Шрифт:
Интервал:
Закладка:
Я застыла, чтобы унять бой сердца.
– Ма, что такое? Тебе плохо?!
– Все в порядке. Пошли, только не торопясь…
– То побежали, то – не торопясь… Тебя не поймешь. Мы опаздываем или нет?
– Давай водички купим в буфете.
– Ма, пол отделения уже прозвучало! Кто у нас обожает Пьяццоллу? Ты? Или я?! Ну пошли, купим водички…
Я видела, в какую дверь ты вошел, и попросила консьержку впустить нас в другую. В полумраке зала мы опустились на свободные места прямо у входа, где-то в двадцатом ряду. Oblivion звучал во всю мощь струнного оркестра, а я не могла ни о чем думать, кроме как о том, что ты где-то рядом в темноте, сидишь и непременно смотришь на меня. Когда глаза привыкли к полумраку, отгремели аплодисменты и начался Adios Monino, я осторожно повернула голову и стала искать тебя. Ты прошел вперед и сел в десятом ряду, поближе к музыкантам. Твой неподвижный профиль мне был хорошо виден. Как мало ты изменился! Видимо, пришло время сообщить тебе те самые новости, которые скрыты были столько лет от твоей ткани жизни. Не думаю, что ты будешь огорчен. Ведь судьба сама решила, что пора тебе познакомиться с моей любимой Майкой.

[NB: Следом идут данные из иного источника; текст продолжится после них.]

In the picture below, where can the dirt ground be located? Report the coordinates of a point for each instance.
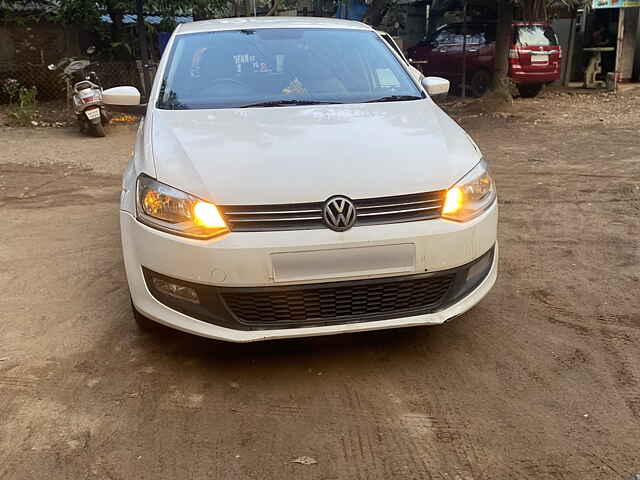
(541, 380)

Когда ты уехал на конкурс, я прорыдала три дня, пока мамочка не сказала, что сырость уже на первом этаже и тетечка Таня со второго этажа интересовалась, откуда плесень взялась на кухне? Я, конечно, не знала еще, что беременна, хотя уже на тренировках меня периодически мутило. Отец давно звал меня к себе, и я ухватилась за эту ниточку, решив для себя, что, если ты будешь меня искать, всё еще можно склеить, а если нет, так и суда нет.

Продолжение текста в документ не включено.